Sen. Barry Goldwater sent him a handwritten note: "You did a good job for your country."

 But son Powers' digging brought more positive recognition.

"I knew about all the misinformation, rumors (and) speculation that surrounded my father, but I also knew what my mom and dad told me when I was growing up.

"Armed with inside knowledge and what I had gathered from personal interviews and research, I was able to submit FOIA (Freedom of Information Act) requests to the CIA and the United States Air Force (around) 1995-1998.

"That, combined with the 1998 declassification of the early U-2 program, helped to get the U.S. government on board with posthumous awards and recognition." Among other things, the information revealed that Powers's mission had been a joint USAF/CIA operation.

In 2000, on the 40th anniversary of the U-2 incident, Powers' family was presented with his posthumously awarded Prisoner of War Medal, Distinguished Flying Cross, and National Defense Service Medal, Powers wrote.

He also received posthumously the CIA's Director's Medal for extreme fidelity and extraordinary courage in the line of duty.

And in 2012, he was posthumously awarded the Silver Star medal for "demonstrating 'exceptional loyalty' while enduring harsh interrogation in ... Moscow for almost two years." The decoration was presented to Powers' grandchildren in a Pentagon ceremony.

The younger Powers holds a master's of public administration from George Mason University, Fairfax County, Virginia, and spent 20-plus years in management of public/nonprofit organizations, including a chamber of commerce.

He now is self-employed, doing lecturing, researching and writing.
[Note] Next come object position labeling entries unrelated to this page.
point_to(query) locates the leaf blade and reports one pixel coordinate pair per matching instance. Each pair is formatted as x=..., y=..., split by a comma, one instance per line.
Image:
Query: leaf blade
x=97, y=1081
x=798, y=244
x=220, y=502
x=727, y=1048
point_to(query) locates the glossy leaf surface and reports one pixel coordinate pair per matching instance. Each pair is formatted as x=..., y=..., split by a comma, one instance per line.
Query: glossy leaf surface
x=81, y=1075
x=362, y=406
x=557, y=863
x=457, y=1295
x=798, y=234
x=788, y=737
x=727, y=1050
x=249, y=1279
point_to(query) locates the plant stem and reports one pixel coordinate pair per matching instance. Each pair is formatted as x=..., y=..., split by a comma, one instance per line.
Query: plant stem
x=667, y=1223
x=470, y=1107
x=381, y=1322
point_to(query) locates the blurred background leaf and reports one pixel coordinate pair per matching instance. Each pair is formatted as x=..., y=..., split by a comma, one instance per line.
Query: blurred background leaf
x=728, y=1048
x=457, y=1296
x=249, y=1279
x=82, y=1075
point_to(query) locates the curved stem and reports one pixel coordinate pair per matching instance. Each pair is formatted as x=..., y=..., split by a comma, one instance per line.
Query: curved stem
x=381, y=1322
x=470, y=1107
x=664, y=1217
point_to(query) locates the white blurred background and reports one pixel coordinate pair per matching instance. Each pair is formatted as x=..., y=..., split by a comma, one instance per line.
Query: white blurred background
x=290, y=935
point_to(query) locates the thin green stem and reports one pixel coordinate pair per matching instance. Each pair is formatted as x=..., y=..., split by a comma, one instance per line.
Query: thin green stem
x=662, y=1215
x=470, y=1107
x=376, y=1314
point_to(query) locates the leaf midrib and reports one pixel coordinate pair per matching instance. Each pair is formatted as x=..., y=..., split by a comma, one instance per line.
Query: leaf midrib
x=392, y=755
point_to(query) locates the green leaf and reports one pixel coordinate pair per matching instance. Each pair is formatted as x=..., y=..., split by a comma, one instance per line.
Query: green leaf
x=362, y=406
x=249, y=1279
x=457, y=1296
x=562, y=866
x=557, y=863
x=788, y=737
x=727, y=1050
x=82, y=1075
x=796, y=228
Lecture dates and book sales took a big hit with the COVID-19 pandemic, but he is hoping for a better 2021.

He also is a founding member of the Cold War Museum.

COLD WAR MUSEUM? Yes, there is a small Cold War Museum, located in Vint Hill, Virginia, on the site of a former top secret Army signals intelligence base. It contains displays and artifacts and seeks to educate people about this time period and how it relates to today.

There's a question-and-answer section on its website that I found thought-provoking.

The question: "A lot of people would say that the Cold War is over. Haven’t we moved on?"

The answer: "Yes and no."

The answer goes on to say that although the super power tilting between the United States and the Soviet Union (now Russia) isn't what it was, "many of the chief elements of Cold War competition are still very much with us."

Some of those include the silent war of intelligence and disguised propaganda, proxy wars around the world, disinformation of all types and covert action both near and within a major power’s borders.

"And," the website states, "our citizens are not well-equipped to think about that competition.

"Knowledge of the Cold War period has declined, as new generations with no personal experience of it have arisen. In particular, citizen understanding of Cold War history, and of history generally, has declined.

"This decreases citizen ability to make accurate judgments about the relative importance of different policy choices this country should make, and about why particular other countries make the policy choices they make."

Yes! So true!

The museum is open only on weekends or by appointment and staffed only by volunteers, but it has an important message.

Thank you, Gary Powers, father and son.